Wireguard number of tunnels - scale?

TLDR: What hardware for 400 (largely idle) Wireguard tunnels?

I've been asked to set up a bunch of little MCUs each connected back to home base via a Wireguard tunnel. Normally there would be very little traffic down each tunnel other than the keepalives and ping monitoring - they would be accessed by web interface if things went wrong where they were monitoring.
Thing is, they're talking about maybe 400 of them....so my initial idea of a HAP AX2 may not be to scale!
What do I need to handle that sort of number of WG peers?

Many thanks,
Gareth

I've actually done some setups like the one you propose. Wireguard itself is pretty well behaved, and it doesn't have any problem with a large number of tunnels. Basically only traffic counts. At larger scale, the number of handshakes to perform may come into play.

An ax2 is easily capable of handling this.

For me at least, other factors were of much more concern than raw power. If there is a central device that handles this many clients/branches, then I'd like something that's highly reliable.
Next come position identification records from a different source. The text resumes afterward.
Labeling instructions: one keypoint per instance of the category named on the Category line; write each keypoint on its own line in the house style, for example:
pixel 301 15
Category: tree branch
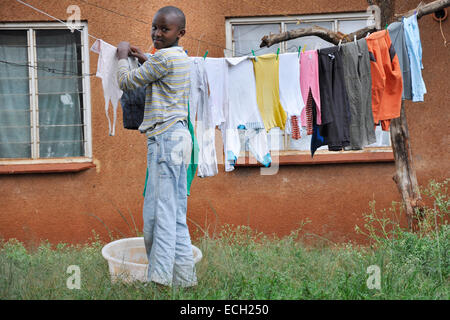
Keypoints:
pixel 336 37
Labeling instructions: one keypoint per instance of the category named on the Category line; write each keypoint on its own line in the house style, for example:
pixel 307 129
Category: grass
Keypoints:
pixel 239 263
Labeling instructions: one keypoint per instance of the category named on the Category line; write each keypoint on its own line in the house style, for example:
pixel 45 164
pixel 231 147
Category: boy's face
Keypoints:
pixel 166 30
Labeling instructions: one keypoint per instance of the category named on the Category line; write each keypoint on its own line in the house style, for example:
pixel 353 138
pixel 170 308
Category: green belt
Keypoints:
pixel 192 168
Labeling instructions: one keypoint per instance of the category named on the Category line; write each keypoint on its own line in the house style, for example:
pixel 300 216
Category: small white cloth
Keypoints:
pixel 243 112
pixel 216 69
pixel 201 114
pixel 107 67
pixel 289 79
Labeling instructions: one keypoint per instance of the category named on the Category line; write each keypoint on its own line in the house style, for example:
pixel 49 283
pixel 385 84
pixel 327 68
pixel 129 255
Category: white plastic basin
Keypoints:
pixel 127 259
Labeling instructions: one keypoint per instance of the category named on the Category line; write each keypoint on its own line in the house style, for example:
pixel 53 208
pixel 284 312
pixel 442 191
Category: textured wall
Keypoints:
pixel 58 207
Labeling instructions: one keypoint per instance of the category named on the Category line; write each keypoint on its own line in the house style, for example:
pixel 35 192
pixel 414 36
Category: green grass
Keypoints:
pixel 239 263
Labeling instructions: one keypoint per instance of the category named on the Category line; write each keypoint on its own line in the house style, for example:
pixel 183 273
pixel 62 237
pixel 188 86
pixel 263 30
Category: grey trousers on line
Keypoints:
pixel 358 83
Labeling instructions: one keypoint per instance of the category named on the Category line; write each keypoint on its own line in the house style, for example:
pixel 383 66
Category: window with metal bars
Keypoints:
pixel 44 104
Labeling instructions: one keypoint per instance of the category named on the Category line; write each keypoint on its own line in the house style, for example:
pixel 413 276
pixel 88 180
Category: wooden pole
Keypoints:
pixel 405 176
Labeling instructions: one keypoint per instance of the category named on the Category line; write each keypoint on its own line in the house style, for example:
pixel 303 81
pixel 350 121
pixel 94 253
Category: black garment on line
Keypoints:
pixel 133 106
pixel 334 104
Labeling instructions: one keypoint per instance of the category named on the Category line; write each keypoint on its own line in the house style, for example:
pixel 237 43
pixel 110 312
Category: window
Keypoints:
pixel 44 93
pixel 244 35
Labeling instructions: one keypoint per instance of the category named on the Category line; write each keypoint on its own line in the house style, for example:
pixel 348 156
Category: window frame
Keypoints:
pixel 13 165
pixel 292 156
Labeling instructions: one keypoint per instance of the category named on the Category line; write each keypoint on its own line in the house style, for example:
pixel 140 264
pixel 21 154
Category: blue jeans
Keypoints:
pixel 166 233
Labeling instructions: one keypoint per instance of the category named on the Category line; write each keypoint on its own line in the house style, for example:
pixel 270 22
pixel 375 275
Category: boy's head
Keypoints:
pixel 168 27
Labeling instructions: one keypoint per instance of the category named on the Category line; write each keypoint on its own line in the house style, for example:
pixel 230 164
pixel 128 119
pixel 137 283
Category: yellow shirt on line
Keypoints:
pixel 268 91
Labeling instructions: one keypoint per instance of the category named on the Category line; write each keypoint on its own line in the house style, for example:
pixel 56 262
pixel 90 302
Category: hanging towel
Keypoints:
pixel 268 92
pixel 202 116
pixel 243 113
pixel 412 36
pixel 290 94
pixel 107 67
pixel 387 86
pixel 242 104
pixel 397 34
pixel 216 69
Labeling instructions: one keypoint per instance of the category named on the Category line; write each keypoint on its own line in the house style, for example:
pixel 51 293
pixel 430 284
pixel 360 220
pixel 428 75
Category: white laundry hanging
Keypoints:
pixel 204 125
pixel 107 67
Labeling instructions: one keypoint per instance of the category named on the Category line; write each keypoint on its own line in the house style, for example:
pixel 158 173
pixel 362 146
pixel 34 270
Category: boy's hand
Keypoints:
pixel 123 49
pixel 138 53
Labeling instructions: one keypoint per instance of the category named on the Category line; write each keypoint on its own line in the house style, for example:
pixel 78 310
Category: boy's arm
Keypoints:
pixel 153 69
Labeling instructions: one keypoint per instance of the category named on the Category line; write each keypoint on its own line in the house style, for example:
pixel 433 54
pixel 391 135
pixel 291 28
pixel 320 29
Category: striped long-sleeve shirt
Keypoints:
pixel 167 77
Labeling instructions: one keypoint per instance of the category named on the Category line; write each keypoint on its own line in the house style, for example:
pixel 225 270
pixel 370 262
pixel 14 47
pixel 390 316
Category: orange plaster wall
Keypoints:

Even if a hardware device is chosen, due to how the device is built, the ax2 doesn't necessarily win. An rb5009 might be a better choice. With a better power supply and a backup battery.

Another concern is the overall management (automated if possible) and having appropriate backups in case of failure. In some scenarios a hardware device is clearly preferred, but when one has so many devices, there's often already a solution for virtualizing appliances in place. I really don't know anything about your situation, but using a Linux VM as the concentrator solves quite a few issues.

1 Like

Cheers Lurker, that's much better news than I was expecting to be honest! :smiley: There's a lot of possibilities, an RB5009 could replace their existing router, could go CHR as a VM on their new Windows server or WG on a Linux VM. Time is short (aren't these things always in a rush?!) so I was thinking simply what was tested and familiar - still working on PCB design (remote operated relays) currently!
Automated bulk deployment definitely going to be more than a nice-to-have!
MCUs can only do a single WG tunnel (power draw, thermals and cost all a consideration) so I was thinking DR failover by pointing DNS to another host.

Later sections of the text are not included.